Welmi

AppDevLabs
Highlights
- Weekly subscription revenue grew 300% over 12 months
- Premium conversion grew from 0.4% to ~2% in key markets
- Experiment cadence went from 1 test per quarter to 3+ per month
- 42 paywall variants tested without engineering involvement
With 80 million downloads, Pregnancy+ by Philips is one of the most-used pregnancy apps in the world. It tracks fetal development week by week, pairs that tracking with expert-led video content and midwife Q&As, and gives parents practical tools to prepare for birth.

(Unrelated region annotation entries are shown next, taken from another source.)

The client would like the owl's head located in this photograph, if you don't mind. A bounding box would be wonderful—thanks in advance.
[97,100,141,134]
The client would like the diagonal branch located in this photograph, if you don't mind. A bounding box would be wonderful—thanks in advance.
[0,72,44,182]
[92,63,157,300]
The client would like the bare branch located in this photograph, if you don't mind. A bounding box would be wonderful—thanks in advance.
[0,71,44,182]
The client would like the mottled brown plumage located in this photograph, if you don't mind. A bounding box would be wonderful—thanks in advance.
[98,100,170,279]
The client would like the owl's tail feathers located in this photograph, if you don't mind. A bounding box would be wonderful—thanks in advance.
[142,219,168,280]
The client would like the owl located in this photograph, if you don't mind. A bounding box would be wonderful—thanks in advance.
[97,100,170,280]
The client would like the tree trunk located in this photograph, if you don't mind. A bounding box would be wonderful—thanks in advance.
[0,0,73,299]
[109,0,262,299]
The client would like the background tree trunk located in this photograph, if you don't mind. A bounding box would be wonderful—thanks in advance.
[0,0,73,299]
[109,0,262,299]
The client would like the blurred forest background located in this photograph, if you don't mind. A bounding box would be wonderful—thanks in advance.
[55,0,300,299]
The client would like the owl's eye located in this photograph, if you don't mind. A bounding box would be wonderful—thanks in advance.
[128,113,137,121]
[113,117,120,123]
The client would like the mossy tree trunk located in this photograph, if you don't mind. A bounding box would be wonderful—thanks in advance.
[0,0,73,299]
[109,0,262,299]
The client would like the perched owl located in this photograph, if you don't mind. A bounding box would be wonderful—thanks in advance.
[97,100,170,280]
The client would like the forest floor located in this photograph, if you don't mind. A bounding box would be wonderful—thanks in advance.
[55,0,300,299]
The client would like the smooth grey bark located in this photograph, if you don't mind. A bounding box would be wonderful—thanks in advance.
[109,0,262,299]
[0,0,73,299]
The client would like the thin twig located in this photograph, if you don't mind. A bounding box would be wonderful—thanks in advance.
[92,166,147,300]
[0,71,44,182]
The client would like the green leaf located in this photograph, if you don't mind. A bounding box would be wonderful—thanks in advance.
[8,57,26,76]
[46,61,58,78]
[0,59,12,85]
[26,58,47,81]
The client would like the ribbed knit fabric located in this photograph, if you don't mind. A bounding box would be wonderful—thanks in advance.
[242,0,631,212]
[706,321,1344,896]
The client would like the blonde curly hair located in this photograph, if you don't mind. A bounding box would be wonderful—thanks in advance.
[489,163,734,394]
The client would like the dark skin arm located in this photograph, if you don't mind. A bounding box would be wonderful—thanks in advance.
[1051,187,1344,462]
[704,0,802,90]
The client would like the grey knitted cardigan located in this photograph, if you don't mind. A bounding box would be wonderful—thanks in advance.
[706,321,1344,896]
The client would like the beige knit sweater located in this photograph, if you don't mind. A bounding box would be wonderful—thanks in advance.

Like most consumer health apps, Pregnancy+ runs on a freemium model. The free experience covers the essentials. Premium unlocks the full content library, and the team manages localized pricing across 10+ markets globally.
The product had clear value. Converting free users to paid subscribers at the scale the team wanted was a separate problem.
One experiment every two to three months
Before November 2024, the Pregnancy+ growth team ran roughly one paywall experiment per quarter. Each test required engineering involvement, design coordination, and a full App Store release cycle. By the time results arrived, the window to iterate on that learning had closed.
The team had hypotheses and creative direction. The constraint was infrastructure: every idea had to queue behind an engineering sprint before it could be validated.
At that cadence, it was difficult to build meaningful momentum. Losing weeks between a hypothesis and its result meant the team was operating on intuition as much as data.
Removing engineering from the experiment loop
The team adopted Adapty in November 2024. The priority was straightforward: let the growth team run paywall experiments without waiting on a developer.
Adapty gave them no-code paywall management, real-time analytics, and rapid variant deployment. One person owns each experiment end-to-end, collaborating with design and UX research but not gating on engineering time. Self-serve analytics removed the dependency on the data team for experiment readouts.
The team also built discipline into how they ran tests. Each experiment started with a written hypothesis and defined success criteria before anything shipped. They started simple, built momentum on fast wins, and moved to more complex variants once the pattern of learning was established.
Four experiments that drove revenue
The team ran dozens of tests across the 12 months. Four produced the clearest signal.
Free trial vs. intro discount: +140% revenue
The team pitted two variants against each other: a discounted intro price versus a free trial with no upfront cost. The assumption heading into the test was that a lower price would convert better. The data said otherwise.
The free trial variant generated 140% more revenue than the discounted control. Trial opt-in turned out to be a leading indicator of long-term paid conversion. Users who chose to try the product at full value converted at higher rates and retained longer than users acquired through discounting.
Transparent trial timeline: +27% revenue
The team added a clear visual breakdown of the trial structure to the paywall: what users get today, what happens on day 3, what they are charged after day 3, and when they can cancel. Revenue increased 27% against the control.

The insight was not that users needed more information. Users who feel uncertain about what they are signing up for abandon before converting. Addressing that uncertainty at the paywall, rather than through post-signup emails or support, removed the friction before it became a lost session.
Day 5 promotion: +17% revenue
Rather than showing a promotional offer immediately on install, the team tested surfacing it on day five. Users had explored the app, engaged with core content, and built a sense of value before seeing the conversion prompt.
Revenue was 17% higher than showing the same offer on day one.
On day one, users are still deciding whether the app is worth their time. By day five, that question is answered. The offer at that point confirms a decision they are already moving toward rather than interrupting one they have not made yet.
Seasonal campaigns: up to +110% revenue uplift
Alongside continuous experimentation, the team ran time-limited campaigns at three high-intent moments: Black Friday / Cyber Monday (+113% vs prior period), New Year (+53.5%), and Mother’s Day UK (+52%). None of these cannibalized baseline conversion.


The team kept core messaging consistent across all three and adapted the offer frame to the emotional context of each moment. A Black Friday discount is a different purchase decision from a New Year motivation push, which is different again from a Mother’s Day gift. Matching the message to the moment, rather than running a blanket sale, produced the uplift.
The results
Weekly subscription revenue grew 300% over the 12 months tracked in Adapty. Premium conversion grew from 0.4% to approximately 2% in top-performing markets, with iOS running above that average. Monthly retention reached 65% at the second renewal — a figure the team attributes to the quality of trial-to-paid users compared with discount-acquired cohorts.

Experiment cadence went from one test every two to three months to three or more per month. That compression is the underlying driver. More tests mean faster signals, and faster signals mean the team finds what works before competitors running slower cycles finish their first experiment.